The results of the dynamics simulations for the thumb II site were inherently different due to its nature. The hydrogen bonding pattern seemed very labile owing to the extensive solvent exposure and the shallowness of the binding site, hence the obvious lower density of the resultant HB contacts along the ensemble (Figure 11).
The HB count of hit DB04205 (Figure 11) seems to have dropped suddenly by the end of the first 2.5 ns of the production phase, where a transient partial binding has taken place at the edge of the site hinged through the two phosphate groups till beyond the 4.5 ns, then the ring -by the end of the 5 ns interval- has flipped outwards to form new hydrogen bonds with the surface residues ARG380 and LYS379.

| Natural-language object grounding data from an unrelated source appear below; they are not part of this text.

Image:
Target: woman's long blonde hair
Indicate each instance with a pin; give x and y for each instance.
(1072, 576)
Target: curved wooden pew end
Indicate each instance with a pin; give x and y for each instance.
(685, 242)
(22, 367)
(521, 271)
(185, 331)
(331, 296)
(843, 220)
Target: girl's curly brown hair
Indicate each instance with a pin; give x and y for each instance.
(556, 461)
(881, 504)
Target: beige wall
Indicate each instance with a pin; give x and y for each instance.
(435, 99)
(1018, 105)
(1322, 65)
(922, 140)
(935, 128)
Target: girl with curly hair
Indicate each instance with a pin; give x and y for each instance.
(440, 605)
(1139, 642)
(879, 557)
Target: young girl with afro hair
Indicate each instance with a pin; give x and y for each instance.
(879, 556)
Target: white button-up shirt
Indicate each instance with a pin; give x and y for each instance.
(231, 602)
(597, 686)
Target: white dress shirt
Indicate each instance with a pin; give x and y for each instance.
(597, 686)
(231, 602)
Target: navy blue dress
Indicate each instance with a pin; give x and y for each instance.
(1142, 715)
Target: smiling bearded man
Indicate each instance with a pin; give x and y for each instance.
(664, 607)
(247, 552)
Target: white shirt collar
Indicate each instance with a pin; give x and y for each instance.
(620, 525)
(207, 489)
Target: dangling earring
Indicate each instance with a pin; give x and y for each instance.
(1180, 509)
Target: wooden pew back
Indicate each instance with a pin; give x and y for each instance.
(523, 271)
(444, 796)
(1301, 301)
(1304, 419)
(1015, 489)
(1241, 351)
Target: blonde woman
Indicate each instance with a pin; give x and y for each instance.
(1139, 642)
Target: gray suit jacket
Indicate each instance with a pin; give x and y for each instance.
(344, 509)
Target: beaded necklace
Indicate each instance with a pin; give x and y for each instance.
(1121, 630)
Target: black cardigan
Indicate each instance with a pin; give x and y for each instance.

DB01087 has exhibited a very stable trend of hydrogen bonding (Figure 11). Albeit around an average of 1.6 HB, the compound formed two additional π interactions; nominally σ-π with ALA529, and π-π with ARG501 thus sandwiching the substituted electron-rich quinoline scaffold. On the contrary, and as expected hit DB00816 failed to prove any appreciable binding properties and was gradually expelled towards the edge of the binding site.
Thus, from the discussion above, hits DB05039, DB01940, and DB04142 (Figure 6B, C, and 6D show their binding poses and interactions, and Figure 10 shows their Hydrogen bond stability along the MD simulation) would be expected to bare an inhibitory potential against NS5B at the palm region, while for the thumb II site only DB001087 (Figure 8-C) would be prospected to bare an inhibitory potential from amongst the other hits. These virtual hits are currently experimentally tested on the HCV replicon system as well as enzymatic assays.